David Cameron hailed "proud Brit" Sadiq Khan's election as a symbol of progress in reducing racial and religious discrimination as he sought to mend fences with the London Mayor.
The Prime Minister was condemned for repeatedly seeking to link the Labour politician with Muslim "extremists" as part of the push to get Tory Zac Goldsmith into City Hall.
He was accused of racism in the Commons after joining in an ill-fated campaign damned as "divisive" by many, including senior Conservatives.
But he publicly shook hands with Mr Khan as he enlisted his support for the campaign to persuade voters to back continued EU membership in a joint appearance in the capital.
"In one generation someone who is a proud Muslim, a proud Brit and a proud Londoner can become mayor of the greatest city on earth," he said as he offered his congratulations.
"That says something about our country.
"There are still barriers to opportunity that we have to get rid of. There are still glass ceilings we have got to smash. There is discrimination in our country that we have to fight.

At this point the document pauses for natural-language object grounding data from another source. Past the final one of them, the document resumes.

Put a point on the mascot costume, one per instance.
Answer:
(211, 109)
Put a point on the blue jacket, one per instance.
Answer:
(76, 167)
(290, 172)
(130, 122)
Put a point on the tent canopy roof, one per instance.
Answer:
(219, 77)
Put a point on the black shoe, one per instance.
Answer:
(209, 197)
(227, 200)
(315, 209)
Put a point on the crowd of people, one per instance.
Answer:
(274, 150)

"But I have always said - and I say it again today standing alongside our new mayor - that we can claim to be on track to be the best multi-faith, multi-ethnic opportunity democracy anywhere on earth, and we should be proud of that."
Mr Cameron went on: "We will disagree about many things. We have in the past; I'm sure we will again in the future.

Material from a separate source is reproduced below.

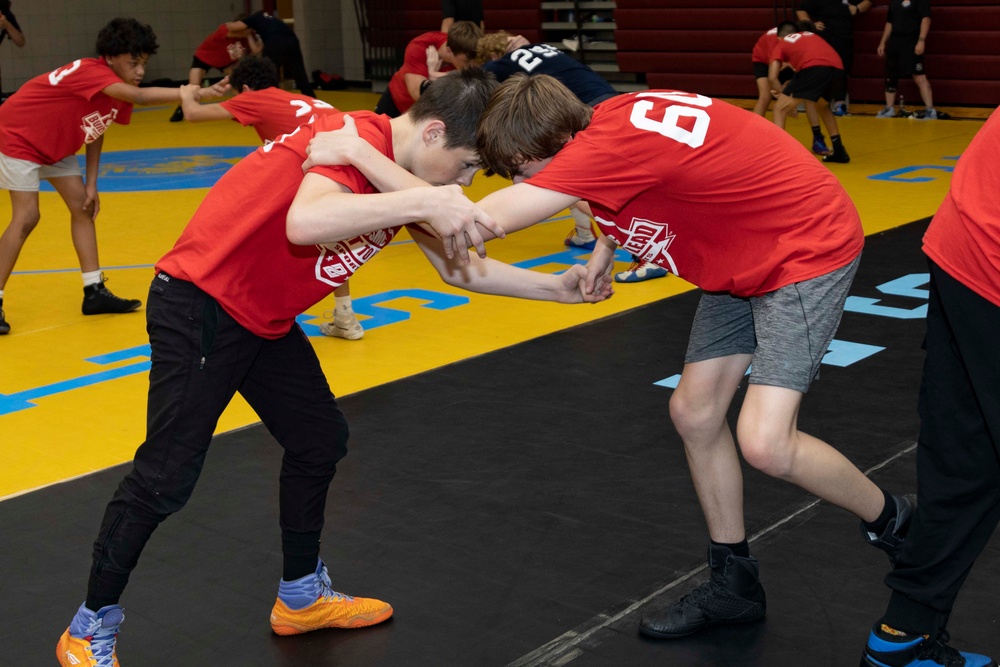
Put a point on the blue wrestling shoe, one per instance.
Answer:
(891, 648)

"But we are both on the side of London, we are both on the side of the United Kingdom. I want that spirit of unity of purpose to be with us today."
Mr Khan - appearing alongside the PM in front of students in south-west London - said he would work closely with the Tory government "where it is in Londoners' interests".
"The reason why London is the greatest city in the world - and it is - we have never taken an isolationist approach, we are open-minded, we are outward-looking, we embrace other cultures and learn from other cultures and ideas as well," he said.